Für bestimmte Hunde, wie hier bei einem Vierbeiner aus dem Tierheim Hattersheim, gibt es künftig eine befristete Steuerbefreiung. Archiv-Foto: Reuß
+
Für bestimmte Hunde, wie hier bei einem Vierbeiner aus dem Tierheim Hattersheim, gibt es künftig eine befristete Steuerbefreiung. Archiv-Foto: Reuß

Hundesteuer

Flörsheim: Befristete Befreiung gilt für zwei Tierheime

Stadtverordnete beschließen Änderung für eine überarbeitete Satzung.

Flörsheim -Es war ein gut gemeinter Beschluss, den die Stadtverordneten im Oktober 2019 fassten. Damals brachten die Flörsheimer Kommunalpolitiker eine Hundesteuersatzung auf den Weg, die vorsieht, im Tierheim erworbene Hunde für die folgenden zwei Jahre von der Steuer zu befreien. Es hat sich jedoch gezeigt, dass die Ausnahme in dieser Form zu weit gefasst war. Denn: Tierheim ist nicht gleich Tierheim.

"Jeder zweite Hund war vorher irgendwie im Tierheim", erläuterte Bürgermeister Dr. Bernd Blisch (CDU). Oftmals würden Tiere angemeldet, die aus ausländischen Tierheimen oder Tierschutzvereinen stammen. "Dies ist nicht im Sinne der Steuerbefreiung für Tierheimhunde", heißt es im Begründungstext für einen Nachtrag, der im Haupt- und Finanzausschuss (HFA) diskutiert wurde. Weil die bisherige Formulierung zu vage sei, solle sie durch den Bezug auf ein konkretes Tierheim ergänzt werden. Dr. Blisch erläuterte, dass das Tierheim in Rüsselsheim für Flörsheim zuständig ist. Die Stadt unterstütze diese Einrichtung mit einem jährlichen Betrag von 10 000 Euro.
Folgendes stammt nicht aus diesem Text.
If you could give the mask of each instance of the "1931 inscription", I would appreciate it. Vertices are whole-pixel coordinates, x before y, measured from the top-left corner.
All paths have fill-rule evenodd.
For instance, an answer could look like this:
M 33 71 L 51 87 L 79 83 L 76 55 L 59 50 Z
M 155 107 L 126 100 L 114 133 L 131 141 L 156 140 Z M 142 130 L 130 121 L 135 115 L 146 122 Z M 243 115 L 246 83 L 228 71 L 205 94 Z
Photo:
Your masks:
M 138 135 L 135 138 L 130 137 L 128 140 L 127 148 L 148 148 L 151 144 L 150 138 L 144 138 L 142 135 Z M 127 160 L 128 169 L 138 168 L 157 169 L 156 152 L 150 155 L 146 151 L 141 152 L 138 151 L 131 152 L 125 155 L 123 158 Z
Verwaltungsmitarbeiter Michael Bayer führte aus, dass gerade erst wieder ein Hund aus Mallorca gemeldet worden sei. Die Verwaltung sehe nicht die Sinnhaftigkeit darin, solche Tiere von der Steuer zu befreien. "Wir können nicht kontrollieren, wer dahinter steht", so Bayer. Derzeit verzeichne die Verwaltung 34 steuerbefreite Hunde. Das sei zwar keine große Masse, aber die Zahl nehme zu. Schwierig sei die Situation auch deshalb, weil innerhalb der Verwaltung aufwendig über die Rechtmäßigkeit der genannten Tierheime recherchiert werden müsse.

"Wir wollen keine Hunde mit falschen Papieren durch Steuerbefreiung fördern", erklärte Frank Laurent (GALF). Der in Weilbach lebende Fraktionschef der Flörsheimer Grünen schlug vor, neben Rüsselsheim auch das Hattersheimer Tierheim aufzunehmen. Viele Weilbacher hätten einen direkten Bezug zu der nahe gelegenen Aufnahmestelle für Tiere. Das Tierheim liegt an der Landstraße zwischen Hattersheim und Weilbach.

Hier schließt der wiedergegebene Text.